From time to time, as I make these weekly forays into the past, I keep David Macaulay’s marvelous book “Motel of the Mysteries” in the back of my head.
Macaulay’s book, published in 1979, tells the story of an archaeologist many centuries hence who discovers a perfectly preserved room in a typical American roadside motel. (The America we know has been buried under a landslide of junk mail, or something like that.)
The archaeologist manages to misinterpret the role and significance of every single item in the room, all the way down to the tub stopper. What we recognize as a typical Motel 6 kind of room, he re-imagines as a consecrated burial chamber, with every item playing a ceremonial role in the send-off.
And, as with the King Tut traveling exhibits of the late ’70s, plastic duplications of the “holy objects” from the “burial chamber” are available for sale.
It’s a wonderful — and wonderfully illustrated — piece of satire, and one I highly recommend checking out if it’s never crossed your path.
And the thought of it reminds me that I’m ultimately just pissing in the wind here, week after week, month after month.
I can take a calendar entry of my grandfather’s and apply some family context to it, or slap it with a couple coats of cultural/political history.
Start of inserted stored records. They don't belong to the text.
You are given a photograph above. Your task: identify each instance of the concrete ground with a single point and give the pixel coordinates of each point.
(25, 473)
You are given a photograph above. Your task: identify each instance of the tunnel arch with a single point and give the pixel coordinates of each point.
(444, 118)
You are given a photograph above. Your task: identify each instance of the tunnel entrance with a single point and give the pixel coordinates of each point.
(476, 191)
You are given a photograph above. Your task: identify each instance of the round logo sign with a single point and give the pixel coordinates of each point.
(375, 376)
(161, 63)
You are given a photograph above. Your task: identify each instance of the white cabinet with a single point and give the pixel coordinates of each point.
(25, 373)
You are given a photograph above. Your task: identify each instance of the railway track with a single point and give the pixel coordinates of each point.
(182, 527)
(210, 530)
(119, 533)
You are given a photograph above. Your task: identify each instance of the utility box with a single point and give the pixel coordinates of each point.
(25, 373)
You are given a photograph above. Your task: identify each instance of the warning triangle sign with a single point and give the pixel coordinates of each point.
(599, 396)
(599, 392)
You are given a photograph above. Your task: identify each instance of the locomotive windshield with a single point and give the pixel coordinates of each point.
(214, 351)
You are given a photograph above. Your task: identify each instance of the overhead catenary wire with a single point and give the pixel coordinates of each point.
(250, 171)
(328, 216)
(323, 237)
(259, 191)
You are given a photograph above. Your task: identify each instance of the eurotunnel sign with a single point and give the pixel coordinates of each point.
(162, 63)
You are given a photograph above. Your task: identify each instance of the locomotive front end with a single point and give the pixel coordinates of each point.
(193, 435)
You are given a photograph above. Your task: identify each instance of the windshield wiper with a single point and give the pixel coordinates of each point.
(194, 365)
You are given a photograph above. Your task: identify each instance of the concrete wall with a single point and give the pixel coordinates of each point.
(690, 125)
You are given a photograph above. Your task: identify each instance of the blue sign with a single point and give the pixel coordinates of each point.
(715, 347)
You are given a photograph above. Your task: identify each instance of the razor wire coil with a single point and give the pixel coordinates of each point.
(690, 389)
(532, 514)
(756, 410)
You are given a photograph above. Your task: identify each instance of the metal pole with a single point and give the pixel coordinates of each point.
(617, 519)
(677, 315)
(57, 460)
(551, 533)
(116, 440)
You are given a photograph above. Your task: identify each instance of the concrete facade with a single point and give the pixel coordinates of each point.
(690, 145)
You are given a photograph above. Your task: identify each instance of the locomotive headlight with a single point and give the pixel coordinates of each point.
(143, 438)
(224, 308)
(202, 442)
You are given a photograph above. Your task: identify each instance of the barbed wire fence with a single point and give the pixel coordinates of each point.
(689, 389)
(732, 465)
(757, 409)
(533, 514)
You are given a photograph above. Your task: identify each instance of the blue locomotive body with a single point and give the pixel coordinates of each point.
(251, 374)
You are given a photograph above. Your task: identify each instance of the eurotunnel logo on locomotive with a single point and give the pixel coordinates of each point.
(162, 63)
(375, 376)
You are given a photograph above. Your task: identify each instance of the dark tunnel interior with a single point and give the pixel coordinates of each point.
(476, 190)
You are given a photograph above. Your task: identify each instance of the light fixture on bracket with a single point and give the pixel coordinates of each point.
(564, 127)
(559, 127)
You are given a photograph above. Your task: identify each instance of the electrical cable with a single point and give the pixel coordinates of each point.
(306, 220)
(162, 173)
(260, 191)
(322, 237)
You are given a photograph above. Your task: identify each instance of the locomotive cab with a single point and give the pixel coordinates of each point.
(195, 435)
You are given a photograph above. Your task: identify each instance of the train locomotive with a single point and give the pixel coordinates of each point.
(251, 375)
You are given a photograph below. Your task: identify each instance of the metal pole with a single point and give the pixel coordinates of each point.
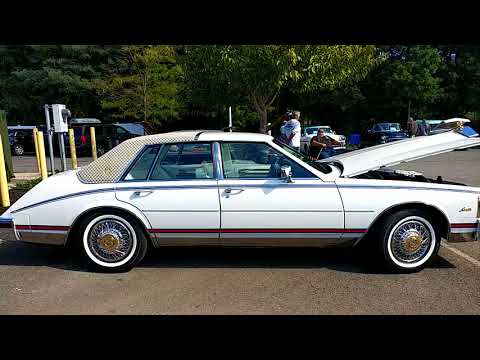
(61, 142)
(3, 179)
(50, 142)
(37, 153)
(94, 143)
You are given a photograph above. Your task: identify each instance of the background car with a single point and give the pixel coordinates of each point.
(309, 132)
(382, 133)
(21, 139)
(213, 188)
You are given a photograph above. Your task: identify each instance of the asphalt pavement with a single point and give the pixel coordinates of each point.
(40, 279)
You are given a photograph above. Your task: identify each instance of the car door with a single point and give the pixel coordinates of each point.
(178, 193)
(259, 208)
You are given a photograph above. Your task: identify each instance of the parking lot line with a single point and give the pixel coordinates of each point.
(461, 254)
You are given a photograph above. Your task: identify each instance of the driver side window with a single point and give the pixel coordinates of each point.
(257, 161)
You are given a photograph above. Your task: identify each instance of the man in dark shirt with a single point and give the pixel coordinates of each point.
(321, 146)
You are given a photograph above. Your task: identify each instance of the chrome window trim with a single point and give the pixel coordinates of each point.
(135, 160)
(290, 157)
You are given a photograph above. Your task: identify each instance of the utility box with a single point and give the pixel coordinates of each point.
(60, 117)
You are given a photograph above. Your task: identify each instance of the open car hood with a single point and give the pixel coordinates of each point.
(384, 155)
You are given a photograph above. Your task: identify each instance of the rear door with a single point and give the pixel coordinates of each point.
(261, 209)
(174, 186)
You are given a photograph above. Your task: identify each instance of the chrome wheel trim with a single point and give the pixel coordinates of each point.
(106, 236)
(411, 242)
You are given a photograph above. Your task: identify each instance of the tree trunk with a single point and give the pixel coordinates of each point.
(263, 121)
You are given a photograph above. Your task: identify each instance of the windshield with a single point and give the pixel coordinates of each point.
(315, 164)
(313, 130)
(389, 127)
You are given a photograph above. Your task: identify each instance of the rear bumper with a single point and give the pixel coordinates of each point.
(464, 232)
(7, 229)
(54, 235)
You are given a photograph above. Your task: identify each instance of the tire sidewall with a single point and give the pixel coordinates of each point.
(391, 224)
(18, 153)
(135, 256)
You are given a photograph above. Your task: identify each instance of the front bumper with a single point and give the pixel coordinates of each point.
(7, 229)
(464, 232)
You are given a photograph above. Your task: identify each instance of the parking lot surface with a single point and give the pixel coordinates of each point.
(39, 279)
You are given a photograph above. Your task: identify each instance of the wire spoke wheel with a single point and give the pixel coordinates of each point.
(110, 240)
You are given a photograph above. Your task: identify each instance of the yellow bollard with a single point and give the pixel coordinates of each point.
(3, 178)
(73, 151)
(43, 160)
(37, 153)
(94, 143)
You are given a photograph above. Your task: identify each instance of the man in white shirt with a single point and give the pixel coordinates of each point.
(293, 130)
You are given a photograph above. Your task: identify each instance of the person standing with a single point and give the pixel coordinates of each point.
(293, 130)
(412, 127)
(321, 145)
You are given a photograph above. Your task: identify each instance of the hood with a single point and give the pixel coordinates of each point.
(375, 157)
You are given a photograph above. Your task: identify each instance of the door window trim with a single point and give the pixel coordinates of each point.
(161, 147)
(314, 176)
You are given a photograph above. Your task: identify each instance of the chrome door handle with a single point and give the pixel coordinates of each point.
(229, 190)
(146, 192)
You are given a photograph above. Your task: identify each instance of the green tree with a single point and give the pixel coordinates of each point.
(222, 75)
(145, 85)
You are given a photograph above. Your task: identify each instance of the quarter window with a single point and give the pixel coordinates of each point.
(257, 161)
(140, 170)
(184, 162)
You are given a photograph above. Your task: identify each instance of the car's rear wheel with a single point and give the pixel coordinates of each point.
(18, 149)
(407, 241)
(111, 242)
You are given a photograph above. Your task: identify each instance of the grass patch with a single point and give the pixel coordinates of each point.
(28, 184)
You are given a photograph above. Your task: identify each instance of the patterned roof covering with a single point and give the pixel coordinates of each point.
(109, 167)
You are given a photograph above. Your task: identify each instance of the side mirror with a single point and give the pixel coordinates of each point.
(286, 173)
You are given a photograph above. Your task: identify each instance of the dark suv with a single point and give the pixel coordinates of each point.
(21, 139)
(107, 136)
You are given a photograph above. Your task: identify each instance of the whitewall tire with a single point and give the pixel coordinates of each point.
(407, 240)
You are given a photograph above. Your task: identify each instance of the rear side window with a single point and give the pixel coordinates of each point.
(184, 162)
(140, 170)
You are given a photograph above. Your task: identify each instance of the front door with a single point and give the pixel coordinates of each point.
(174, 186)
(259, 208)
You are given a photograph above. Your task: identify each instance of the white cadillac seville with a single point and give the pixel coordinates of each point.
(239, 189)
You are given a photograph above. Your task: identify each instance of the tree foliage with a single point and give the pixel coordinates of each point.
(145, 85)
(256, 73)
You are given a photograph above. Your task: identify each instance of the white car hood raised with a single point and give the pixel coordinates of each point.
(375, 157)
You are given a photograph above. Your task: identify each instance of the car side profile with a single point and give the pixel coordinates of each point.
(309, 132)
(214, 188)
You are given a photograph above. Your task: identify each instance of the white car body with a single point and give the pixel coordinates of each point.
(306, 137)
(326, 209)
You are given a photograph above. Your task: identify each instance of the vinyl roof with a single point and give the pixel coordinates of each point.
(109, 167)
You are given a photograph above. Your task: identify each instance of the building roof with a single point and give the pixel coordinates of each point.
(109, 167)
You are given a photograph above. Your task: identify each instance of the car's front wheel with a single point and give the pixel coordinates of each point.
(407, 240)
(18, 149)
(111, 242)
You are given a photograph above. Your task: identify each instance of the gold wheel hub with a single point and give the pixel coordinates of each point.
(413, 242)
(109, 242)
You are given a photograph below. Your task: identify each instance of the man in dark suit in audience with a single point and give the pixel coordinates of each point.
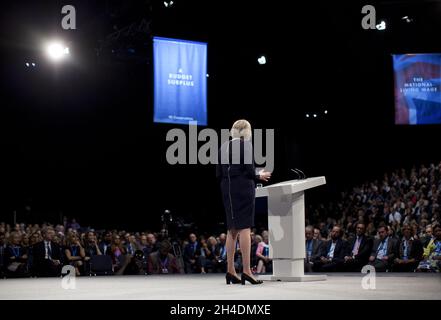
(360, 248)
(312, 247)
(332, 253)
(192, 255)
(384, 250)
(47, 255)
(410, 252)
(105, 245)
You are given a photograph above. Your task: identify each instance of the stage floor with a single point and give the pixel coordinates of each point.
(213, 287)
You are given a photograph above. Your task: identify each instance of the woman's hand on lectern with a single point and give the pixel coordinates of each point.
(264, 175)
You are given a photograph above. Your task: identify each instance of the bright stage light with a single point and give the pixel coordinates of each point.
(261, 60)
(57, 51)
(381, 26)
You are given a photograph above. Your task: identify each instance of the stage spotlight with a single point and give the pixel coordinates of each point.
(261, 60)
(406, 19)
(381, 26)
(57, 51)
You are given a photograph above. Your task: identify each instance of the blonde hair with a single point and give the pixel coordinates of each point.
(241, 129)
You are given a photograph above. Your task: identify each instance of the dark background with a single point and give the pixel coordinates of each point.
(77, 139)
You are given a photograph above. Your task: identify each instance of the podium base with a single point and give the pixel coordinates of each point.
(302, 278)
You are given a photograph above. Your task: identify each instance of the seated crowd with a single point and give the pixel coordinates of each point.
(393, 225)
(34, 250)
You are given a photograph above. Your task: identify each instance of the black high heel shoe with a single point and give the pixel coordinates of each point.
(245, 277)
(229, 278)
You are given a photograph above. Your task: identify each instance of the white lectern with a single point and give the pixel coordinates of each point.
(286, 227)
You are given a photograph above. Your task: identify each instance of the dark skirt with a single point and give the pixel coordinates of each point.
(238, 194)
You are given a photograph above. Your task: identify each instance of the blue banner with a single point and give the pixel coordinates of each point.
(180, 81)
(417, 88)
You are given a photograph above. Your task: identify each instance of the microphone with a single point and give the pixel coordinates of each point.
(295, 171)
(304, 175)
(300, 173)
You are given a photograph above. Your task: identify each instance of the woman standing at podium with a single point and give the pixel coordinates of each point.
(237, 174)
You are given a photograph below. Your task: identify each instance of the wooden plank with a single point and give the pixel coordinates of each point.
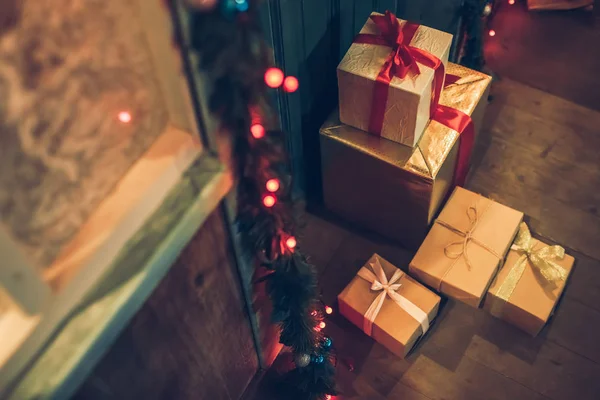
(548, 217)
(525, 38)
(570, 328)
(197, 341)
(320, 239)
(584, 284)
(470, 380)
(553, 370)
(546, 106)
(542, 137)
(561, 180)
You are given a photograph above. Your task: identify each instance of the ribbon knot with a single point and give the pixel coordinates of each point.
(541, 259)
(389, 288)
(466, 237)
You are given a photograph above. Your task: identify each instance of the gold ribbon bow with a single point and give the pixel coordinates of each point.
(466, 237)
(541, 259)
(388, 288)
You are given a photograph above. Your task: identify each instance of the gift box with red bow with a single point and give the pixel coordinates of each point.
(391, 78)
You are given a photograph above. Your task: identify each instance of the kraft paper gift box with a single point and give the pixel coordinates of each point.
(466, 246)
(396, 317)
(374, 94)
(392, 189)
(527, 288)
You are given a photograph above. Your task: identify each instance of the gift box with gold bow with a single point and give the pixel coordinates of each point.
(388, 305)
(395, 190)
(528, 286)
(466, 246)
(391, 78)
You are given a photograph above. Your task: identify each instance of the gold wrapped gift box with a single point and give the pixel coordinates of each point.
(527, 288)
(408, 103)
(466, 246)
(393, 189)
(393, 326)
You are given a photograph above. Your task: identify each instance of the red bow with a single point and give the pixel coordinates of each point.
(399, 62)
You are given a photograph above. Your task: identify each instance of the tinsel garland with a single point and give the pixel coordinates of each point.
(234, 56)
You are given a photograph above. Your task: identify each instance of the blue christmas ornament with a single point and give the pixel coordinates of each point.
(318, 359)
(229, 8)
(242, 5)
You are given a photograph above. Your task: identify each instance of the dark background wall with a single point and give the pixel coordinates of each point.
(309, 38)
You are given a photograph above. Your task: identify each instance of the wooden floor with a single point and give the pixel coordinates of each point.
(540, 154)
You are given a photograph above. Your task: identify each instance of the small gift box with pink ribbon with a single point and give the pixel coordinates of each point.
(388, 305)
(391, 78)
(466, 246)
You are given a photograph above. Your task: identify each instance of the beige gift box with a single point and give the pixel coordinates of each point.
(407, 110)
(465, 246)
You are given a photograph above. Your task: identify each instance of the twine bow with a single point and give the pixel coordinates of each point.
(541, 259)
(466, 238)
(379, 282)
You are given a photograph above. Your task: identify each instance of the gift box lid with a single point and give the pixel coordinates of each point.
(463, 250)
(533, 299)
(427, 158)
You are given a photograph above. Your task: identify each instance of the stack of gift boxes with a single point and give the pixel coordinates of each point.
(396, 153)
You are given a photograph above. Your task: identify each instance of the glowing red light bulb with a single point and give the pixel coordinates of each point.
(269, 201)
(290, 84)
(291, 242)
(257, 130)
(272, 185)
(274, 77)
(124, 117)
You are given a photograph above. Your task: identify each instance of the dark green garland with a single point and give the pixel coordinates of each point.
(235, 56)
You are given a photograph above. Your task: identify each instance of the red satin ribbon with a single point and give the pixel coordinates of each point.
(399, 62)
(463, 124)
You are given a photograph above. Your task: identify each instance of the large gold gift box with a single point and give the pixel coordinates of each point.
(466, 246)
(407, 110)
(527, 288)
(393, 326)
(389, 188)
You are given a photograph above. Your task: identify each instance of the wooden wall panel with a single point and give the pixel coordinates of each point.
(309, 38)
(191, 340)
(66, 71)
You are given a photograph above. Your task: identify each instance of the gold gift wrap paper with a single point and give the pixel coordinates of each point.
(466, 246)
(533, 296)
(408, 103)
(393, 327)
(393, 189)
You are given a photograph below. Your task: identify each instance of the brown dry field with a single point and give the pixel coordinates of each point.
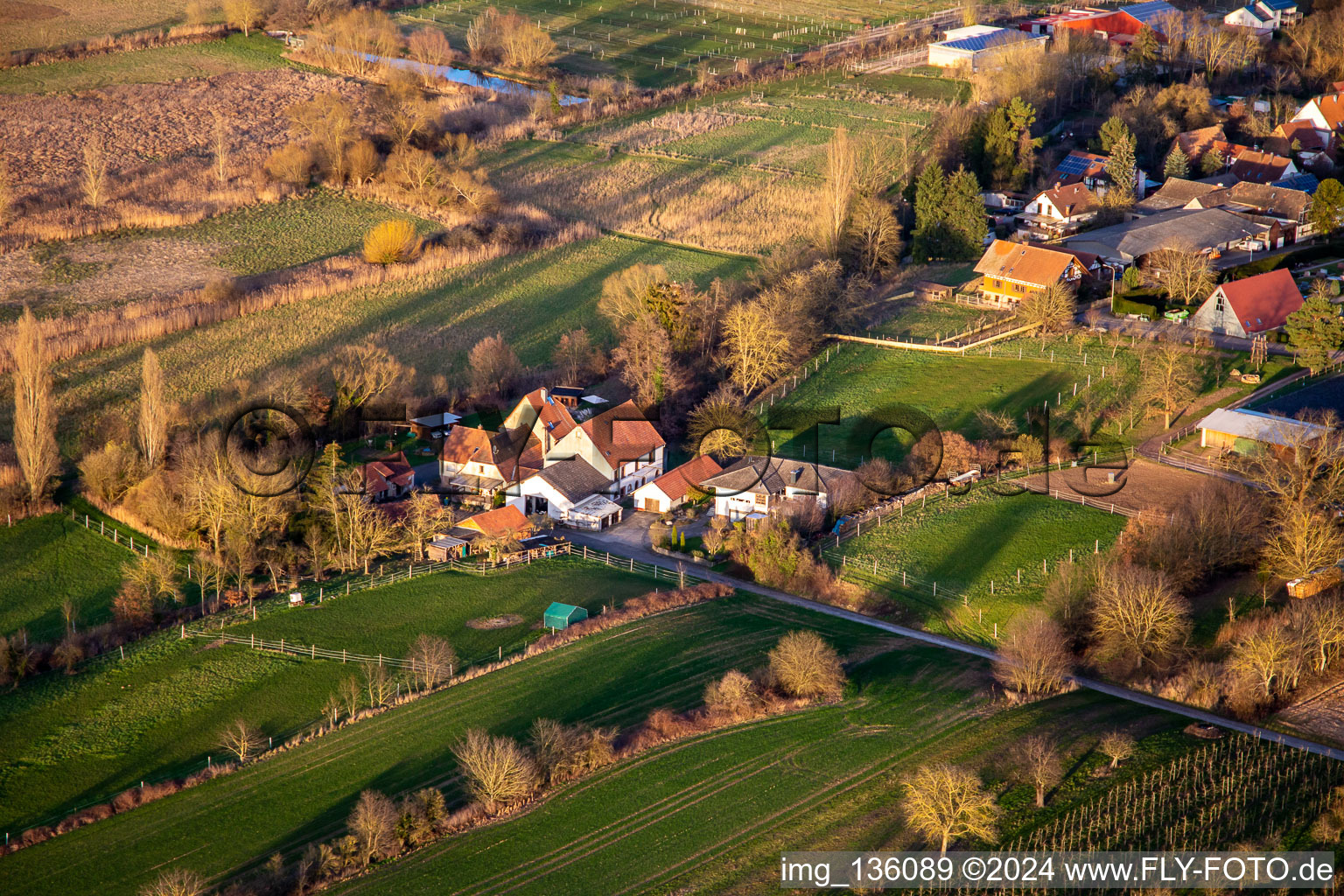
(1146, 485)
(25, 24)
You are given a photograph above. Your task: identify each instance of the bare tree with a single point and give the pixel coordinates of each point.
(576, 356)
(495, 366)
(378, 685)
(945, 803)
(647, 363)
(1168, 381)
(498, 770)
(373, 823)
(804, 665)
(245, 15)
(220, 148)
(1301, 539)
(153, 410)
(1184, 274)
(626, 294)
(837, 199)
(431, 660)
(241, 739)
(175, 881)
(1118, 746)
(1033, 654)
(1051, 308)
(430, 49)
(425, 516)
(34, 416)
(756, 346)
(94, 171)
(1037, 760)
(1138, 618)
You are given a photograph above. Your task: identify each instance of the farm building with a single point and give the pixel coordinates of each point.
(506, 522)
(445, 547)
(1249, 306)
(1015, 270)
(390, 477)
(671, 489)
(978, 46)
(1250, 431)
(752, 486)
(562, 615)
And I can guess at what my grandpa was thinking or doing with more accuracy than Macaulay’s 41st-century archaeologist.
Still, there’s always the chance that I’m taking something my grandpa saw as a motel room and re-imagining it as a burial chamber.
Like this item, from April 1964. Anyone reading this through 2012 eyes would surely believe my grandpa was consorting with drug users.
And what do you suppose a contemporary reviewer would make of a reference to “meth men”?
Of course, in these cases, perfectly good explanations are only a moment’s thought away.
“METH” in this context means neither methedrine or methamphetamine; it means “Methodist.” My grandparents attended the local Methodist church. And presumably, my grandpa was taking part in some sort of men’s church group that night.
And “junkie” in the context of my grandpa’s calendar is shorthand for “junkman” — the same way that Bostonians abbreviate “package store” to “packie,” “state cop” to “statie,” “South Boston” to “Southie” and “East Boston” to “Eastie.”
Just a few years before, my grandpa brought his water tank to the junkie:
So, yeah. These particular entries are pretty tough to misinterpret when you actually think about them.
I still keep David Macaulay’s hapless archaeologist in my thoughts when I sit down to write these blog posts week after week, though.
Hopefully, by the grace of fate, I will never turn a toilet seat into a ceremonial headdress.